3 min read

DALLAS – Chad Hopponen got a pleasant surprise as he started preparing a move from California to North Texas.

“It was sticker shock in reverse,” said the commercial property inspector, who was scheduled to move to Denton County in November. “What we would be able to afford was just insane to us. We could double our living space.”

Not so for Stacey Mironov. More than two years after relocating from North Texas to South Florida’s scorching real estate market, she has yet to buy a house.

“I’ve watched the prices go up day by day and week by week for the past year,” said the successful Web designer, who last year passed on a 1,500-square-foot home selling for $325,000. It’s now worth $450,000.

Tale of two countries

Their experiences spotlight the blessing and bane of North Texas’ glacially slow rise in home prices.

Missing out on the housing frenzy that’s hit coastal areas and inland hot spots means the region might be less vulnerable to a real estate crash. Low home prices have also increased the area’s appeal as an affordable major metropolitan area.

But the national gulf in house prices also makes it increasingly hard for local residents to seek opportunities elsewhere, in an era that requires many workers to be flexible in pursuing job opportunities around the country.

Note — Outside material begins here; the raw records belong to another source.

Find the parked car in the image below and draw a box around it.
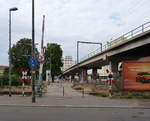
[136,72,150,83]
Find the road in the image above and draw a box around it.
[0,106,150,121]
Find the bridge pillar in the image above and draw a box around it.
[81,69,88,82]
[92,68,97,82]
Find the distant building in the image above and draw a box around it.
[62,56,73,71]
[0,65,8,76]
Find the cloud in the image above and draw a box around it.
[0,0,150,65]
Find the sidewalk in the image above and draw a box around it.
[0,83,150,108]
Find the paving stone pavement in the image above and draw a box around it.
[0,83,150,108]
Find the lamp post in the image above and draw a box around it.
[32,0,36,103]
[9,7,18,97]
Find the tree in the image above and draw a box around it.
[44,43,63,82]
[11,38,39,75]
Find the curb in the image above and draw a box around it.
[0,104,150,109]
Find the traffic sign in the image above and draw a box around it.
[28,59,38,67]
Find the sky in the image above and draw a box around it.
[0,0,150,65]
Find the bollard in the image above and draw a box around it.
[82,88,84,97]
[22,82,24,96]
[63,87,65,96]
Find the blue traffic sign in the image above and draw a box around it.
[28,59,38,67]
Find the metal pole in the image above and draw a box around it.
[63,87,65,96]
[9,10,11,97]
[77,41,79,64]
[32,0,36,103]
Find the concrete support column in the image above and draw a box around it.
[81,69,87,82]
[92,68,97,82]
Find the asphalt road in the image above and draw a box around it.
[0,106,150,121]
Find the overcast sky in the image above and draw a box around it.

More and more, the U.S. real estate market has become a tale of two countries.

In California, Florida and the Northeast, skyrocketing home prices have turned middle-class homeowners into millionaires and stoked a housing boom that skeptics say is a dangerous financial bubble waiting to burst. Prices have also ballooned in landlocked cities such as Las Vegas and Phoenix.

There are growing signs that soaring prices in boom areas are slowing down. The time it takes to sell a house is rising in many markets. The nation’s largest builder of expensive homes, Toll Brothers, recently said that growth in home prices had slowed sharply.

Moreover, interest rates have been increasing, a trend that is expected to continue. That makes mortgage loans and other borrowing more expensive.

“We are looking at about a 4 percent drop in homes sales next year,” David Learah, chief economist with the National Association of Realtors, said in a recent speech to real estate agents. “We are projecting a significant drop in the price appreciation pace.”

Maybe, other analysts say, but a dangerous housing bubble is still stalking parts of the United States, with buyers frantically bidding up home prices beyond their underlying value.

Prices rising, rising

Median home-price growth has far outstripped median incomes. The cost of buying a home far surpasses the cost of renting in some markets, upsetting a traditional rough balance between the two.

“The housing market is definitely overstretched at this point in time,” said Sheryl King, senior economist at Merrill Lynch & Co. “People are looking at prices yesterday and prices today, and they’re drawing a straight line into prices tomorrow. You can’t draw that conclusion. If anything, we have seen some signs that things are starting to slow.”

Potentially, a bursting bubble could derail the economy much as the deflating tech bubble led to a recession and widespread job losses earlier this decade.

Stagnant or falling real estate prices could spook homeowners into cutting consumer spending, the economy’s lifeblood. Consumer spending suffered in the United Kingdom and Australia after house prices there lost just a little steam, King said.

Hot markets

But the housing boom is largely limited to key hot markets, as Mironov found.

After 11 years in the Dallas area, she moved in 2003 to South Florida’s Delray Beach to be closer to her parents and brother. She also landed an attractive job at a marketing communications firm.

But Mironov, 45, also found herself in a red-hot real estate market.

People wait in line for hours for a chance to bid on new condominiums, and huge complexes have sold out in less than a day. House prices in the nearby Fort Lauderdale area have risen more than 115 percent over the last five years. It’s not uncommon for home sellers to receive multiple cash offers above their asking price.

“The houses that I looked at last year but didn’t buy because I wanted to find something perfect would be perfect today because of the way they’ve appreciated,” she said.